Common spatial complexity is O(1), O(n), O(n²), logarithmic complexity such as O(logn), O(nlogn) is not commonly used.

Common time complexity case analysis

Common complexity is of a small order, as follows:

Polynomial magnitude

  • Constant order O (1)
  • The logarithmic order O (logn)
  • Linear order O (n)
  • Linear log order O(nlogn)
  • Order O(n²), order O(n³),….. Order N to the k.

Nonpolynomial magnitude

  • The index order O (2 ^ n)
  • Factorial order O (n!

The above complexity magnitude can be roughly divided into polynomial magnitude and non-polynomial magnitude. There are only two non-polynomial magnitude-o (2^n) and O(n!). .

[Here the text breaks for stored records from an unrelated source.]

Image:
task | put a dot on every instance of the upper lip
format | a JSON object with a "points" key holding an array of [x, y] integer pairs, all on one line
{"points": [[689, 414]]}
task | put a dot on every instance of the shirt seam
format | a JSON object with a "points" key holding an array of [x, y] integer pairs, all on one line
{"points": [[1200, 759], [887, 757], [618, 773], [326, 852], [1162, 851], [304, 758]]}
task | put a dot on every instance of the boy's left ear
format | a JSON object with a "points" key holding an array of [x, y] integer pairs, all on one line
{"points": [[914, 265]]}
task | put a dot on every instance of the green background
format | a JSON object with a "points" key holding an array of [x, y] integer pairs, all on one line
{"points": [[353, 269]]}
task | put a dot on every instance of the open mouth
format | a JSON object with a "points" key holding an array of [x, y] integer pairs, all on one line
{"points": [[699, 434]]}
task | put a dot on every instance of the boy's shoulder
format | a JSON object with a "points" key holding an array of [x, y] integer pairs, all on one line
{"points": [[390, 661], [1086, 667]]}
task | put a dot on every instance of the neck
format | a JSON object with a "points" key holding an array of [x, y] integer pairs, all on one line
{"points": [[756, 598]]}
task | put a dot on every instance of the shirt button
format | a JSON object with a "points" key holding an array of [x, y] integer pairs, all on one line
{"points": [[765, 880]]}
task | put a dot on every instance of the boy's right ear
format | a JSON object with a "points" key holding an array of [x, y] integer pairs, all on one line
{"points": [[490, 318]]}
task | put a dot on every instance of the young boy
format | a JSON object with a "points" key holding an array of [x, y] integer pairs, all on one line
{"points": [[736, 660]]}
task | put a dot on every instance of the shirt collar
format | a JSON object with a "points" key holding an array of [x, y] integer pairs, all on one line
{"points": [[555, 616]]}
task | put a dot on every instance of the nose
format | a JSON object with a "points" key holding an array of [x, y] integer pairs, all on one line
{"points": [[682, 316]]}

The complexity level increases as the magnitude increases

We call the algorithm problem with time complexity of non-polynomial order NP (non-deterministic Polynomial) problem. When the data size n becomes larger and larger, the execution time of the non-polynomial scale algorithm will increase sharply, and the execution time of solving the problem will increase wirelessly. Therefore, non-polynomial time complexity algorithms are actually very inefficient algorithms.

O(1)

O(1) is just a representation of constant time complexity, not a single line of code. As shown in the code below, it also has O(1) time complexity, not O(3).

  let i = 0;
  let j = 0;
  let sum = i + j;
Copy the code

Summary: as long as the execution time of the code does not increase as n increases, the time complexity of the code is denoted as O(1). Or, in general, the time complexity is O(1) as long as there are no loops, recursive statements, and thousands of lines of code in the algorithm.

O (logn), O (nlogn)

Logarithmic time complexity is very common and difficult to analyze, as shown in the following example:

  let i = 1;
  while (i <= n) {
    i = i * 2;
  }
Copy the code

In terms of the order in which the code is executed, the value of variable I starts at 1 and is multiplied by 2 each time through the loop. When greater than n, the loop ends. The value of the variable I is a geometric sequence. Roughly as follows:

  2^0,2^1,2^2And...2.^ k,2^x = n
Copy the code

Solving x by 2^x = n we know that x = log2n, so the time complexity of the current code segment is order log2n. When we label complexity in terms of big O when we replace 2 with 3, we can ignore the coefficients and write O(Cf(n)) = O(f(n)).

O(nlogn)

O(nlogn) is a multiplication O(nlogn), if the time complexity of a piece of code is O(logn), we will execute it n times, the time complexity is O(nlogn). And O(nlogn) is also a very common algorithm time complexity. For example, the time complexity of recursive sorting and quicksort is O(nlogn).

O (m + n), O (m * n)

The complexity of a piece of code is determined by the size of two pieces of data. The code is as follows:

  function sum (m, n) {
    let sum1 = 0;
    for(let i = 0; i < m; i++) {
      sum1 += i;
    }

    let sum2 = 0;
    for(let i = 0; i < n; i++) {
      sum2 += i;
    }
    return sum1 + sum2;
  }
Copy the code

In this code, we need to calculate the time complexity of the two cycles, which are O(m) and O(n) respectively. So can we apply the addition rule above? Well, no, because there’s no way to know whether M is big or n is big. So, I don’t know if I’m going to ignore m or n. The time of this piece of code is order m plus n.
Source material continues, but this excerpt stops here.